Bir durum beklerken vakit gerçekten çakılır, geçmek bilmez. Sonra bir bakarsınız hatıra olmuş!
Bir dostumuz maddi kriz yaşarken biraz isyanla biraz eş dostuna minnetle yakınırken; bir sene dediğin birkaç sayılı gün, seneye bugün bu gününü hatırlamayacaksın demiştim. Öyle de oldu, şimdi belki de o günleri hatırlamıyordur bile!
Annem rahmetli olduğunda haftaya bu kalabalık bu stres bile kalmayacak, yalnızlık dünyalarında hasretin, özlemin artacak, alışkanlık ve acı bir hatıra olan herkesin yaşadığı veya yaşayacağı bu olayı başkalarına naklederken kendi ölümünü düşünecek, nerede, nasıl hangi meyvenin tatlanacağı zamana denk geleceğini bile bilmeyeceksin demiştim kendime! Sonra babam gitti; aynı oldu. Özlem ve hatıraları kaldı sadece! Eskiler taziyelerde: “Allah acısını unutturmasın” derlerdi.
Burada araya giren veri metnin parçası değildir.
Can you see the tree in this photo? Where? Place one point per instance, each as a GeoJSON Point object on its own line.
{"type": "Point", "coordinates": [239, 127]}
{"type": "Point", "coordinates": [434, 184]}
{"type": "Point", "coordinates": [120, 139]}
Ne manaya geldiğini düşünürdüm, cevabını buldum, sonra yaşayarak öğrendim.
Acı vardır, acı vardır; bazı hikâyelerin acısı ölümden, ayrılıktan büyüktür, hafiflemez, alışılır!
“Avun Osmancık, avun!”. Edibali demiş Osman Gazi’ye!
Biraz dünyalık, biraz iş, biraz makam biraz para veya kadın her neyse nereden bakarsan avuntular, arzular yaşama amacının rotasını dışa doğru çevirdiğinde önceden alarmı kurmamışsanız; meçhuller zinciriyle sarıp sarmalanmışsınız demektir. Zincirin arzunuzu yönlendireceği esaretinizi vaktin kısalığı ile başlayan bir yalanlar dünyası hâkimi şeytanın eline verdiğinizde şeytanı gördüğünüzde garanti veririm ki artık yüzünüze bakmayacaktır. Siz arzunuz kucağınızda sefil hayatınızın altına serdiğiniz kellenizi insanların nasıl çiğnediğini göreceksiniz!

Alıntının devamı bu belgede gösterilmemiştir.